Our Take on the Data Deluge, and What’s Next
There’s been a stunning rise lately in the number—and type—of private companies worldwide offering technology in various corners of the data sector. As Matthew Scullion, the CEO of our portfolio company Matillion*, put it in TechCrunch recently as his firm raised another $150 million in financing, data is “the new currency” for business.
Matillion, founded in the U.K., focuses on helping organizations extract, transform and migrate critical data from the disparate corporate silos in which it often resides. But that’s just one of roughly six data sub-sectors we’ve identified in this market, all of which hold the potential for rapid growth. Others include storing and managing data once it’s extracted; analyzing and modeling data to glean useful insights that could help a business make better decisions; and taking that process even further by visualizing and dashboarding that data in an easily understandable way.
Today, our company Collibra*, which focuses on data intelligence—particularly around areas like compliance—also hit a corporate milestone when it announced its latest $250 million financing. It all underscores just how detailed and granular the data market has become, and how much market value is up for grabs as companies both 1) increasingly seek out better data to make more-informed decisions, and 2) use data to improve customers’ experiences.

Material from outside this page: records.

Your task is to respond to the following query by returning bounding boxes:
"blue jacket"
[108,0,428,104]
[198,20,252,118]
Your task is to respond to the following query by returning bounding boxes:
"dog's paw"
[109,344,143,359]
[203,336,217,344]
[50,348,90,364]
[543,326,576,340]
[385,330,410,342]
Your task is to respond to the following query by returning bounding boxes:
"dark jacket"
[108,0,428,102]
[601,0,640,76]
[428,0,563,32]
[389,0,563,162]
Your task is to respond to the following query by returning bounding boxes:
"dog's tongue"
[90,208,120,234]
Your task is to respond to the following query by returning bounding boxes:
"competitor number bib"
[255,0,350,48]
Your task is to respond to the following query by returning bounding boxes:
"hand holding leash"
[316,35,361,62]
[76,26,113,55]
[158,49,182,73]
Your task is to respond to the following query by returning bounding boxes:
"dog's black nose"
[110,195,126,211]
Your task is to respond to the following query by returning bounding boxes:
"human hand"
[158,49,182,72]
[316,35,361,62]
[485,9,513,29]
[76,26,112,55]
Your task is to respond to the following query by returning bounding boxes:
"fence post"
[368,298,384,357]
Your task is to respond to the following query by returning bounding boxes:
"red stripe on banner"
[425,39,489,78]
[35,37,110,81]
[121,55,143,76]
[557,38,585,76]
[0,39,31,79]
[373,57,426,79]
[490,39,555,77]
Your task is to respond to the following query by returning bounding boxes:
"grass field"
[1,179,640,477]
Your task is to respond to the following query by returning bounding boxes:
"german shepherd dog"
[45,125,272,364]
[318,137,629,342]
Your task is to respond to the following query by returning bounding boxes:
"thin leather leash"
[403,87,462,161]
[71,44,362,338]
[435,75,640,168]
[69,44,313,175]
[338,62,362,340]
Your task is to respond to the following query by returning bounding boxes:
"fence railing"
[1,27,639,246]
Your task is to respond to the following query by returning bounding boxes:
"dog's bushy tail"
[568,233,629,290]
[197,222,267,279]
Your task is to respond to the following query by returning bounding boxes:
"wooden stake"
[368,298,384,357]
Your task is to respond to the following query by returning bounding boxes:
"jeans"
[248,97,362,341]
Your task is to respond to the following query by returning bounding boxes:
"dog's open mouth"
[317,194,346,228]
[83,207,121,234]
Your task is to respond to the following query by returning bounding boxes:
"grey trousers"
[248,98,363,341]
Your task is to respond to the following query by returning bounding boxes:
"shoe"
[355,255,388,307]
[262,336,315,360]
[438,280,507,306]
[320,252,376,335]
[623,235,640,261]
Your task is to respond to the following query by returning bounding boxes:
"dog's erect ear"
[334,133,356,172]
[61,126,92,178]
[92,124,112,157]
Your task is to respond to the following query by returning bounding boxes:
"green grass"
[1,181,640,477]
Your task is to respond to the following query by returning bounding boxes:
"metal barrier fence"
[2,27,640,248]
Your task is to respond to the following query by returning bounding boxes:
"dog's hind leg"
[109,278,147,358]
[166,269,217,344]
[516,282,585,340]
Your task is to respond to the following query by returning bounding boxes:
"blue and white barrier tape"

So what’s driving this data deluge? And how long can it continue? Our research and discussions with hundreds of companies over the last five or more years have highlighted six key factors driving the creation and growth of data and business-intelligence (BI) companies. They’ve also given us insights around how the market may shift in the coming years, so we’re sharing some predictions here too.

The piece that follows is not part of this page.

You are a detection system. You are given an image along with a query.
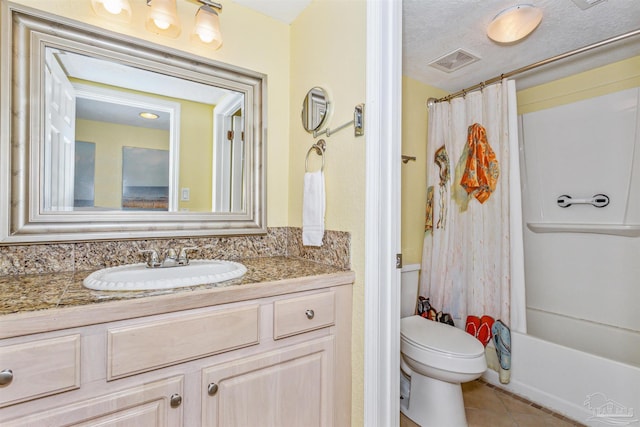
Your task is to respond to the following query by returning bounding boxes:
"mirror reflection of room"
[43,47,245,214]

Literally, zettabytes of data
The first factor driving the growth of new, data-focused technology is simply the unbelievable volume of data being produced today—data that needs to go somewhere to be useful. Data is being produced from all around us whenever we interact with mobile applications, shop online or even through customer support interactions. If technology is being used, data is being created. Research firm IDC predicts that the global datasphere will grow to 143 zettabytes (for context, each zettabyte is 1 trillion gigabytes) by 2024—a 26% increase from the 45 zettabytes of data that were around in 2019.

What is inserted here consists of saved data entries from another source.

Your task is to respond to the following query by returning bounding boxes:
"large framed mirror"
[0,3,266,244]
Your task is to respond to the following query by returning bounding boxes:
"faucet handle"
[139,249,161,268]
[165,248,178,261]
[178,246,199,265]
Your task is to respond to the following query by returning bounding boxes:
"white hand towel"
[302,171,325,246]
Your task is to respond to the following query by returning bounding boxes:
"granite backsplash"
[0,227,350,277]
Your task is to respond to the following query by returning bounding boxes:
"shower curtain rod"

It’s obvious, but important we say it anyway. The shift to the cloud is real!
We are still very early in the public-cloud adoption journey, as the majority of data still resides in legacy, on-premise data centers. By 2025, IDC estimates that approximately 46% of the world’s stored data will reside in public-cloud environments. This is a direct driver of the massive increase in data, and new data technologies, as the cost of compute and storage in the public cloud is much lower–there are no upfront capital-expenditure requirements, and access to data is often governed by reasonable, pay-as-you-go or consumption-based pricing. In addition, the automation that comes with the cloud allows companies to free up system engineers from worrying about customizing on-premise systems, and instead focus on other data-management priorities. The migration to cloud promotes flexibility, scalability, and cost efficiency in a way not previously possible with on-premise deployments.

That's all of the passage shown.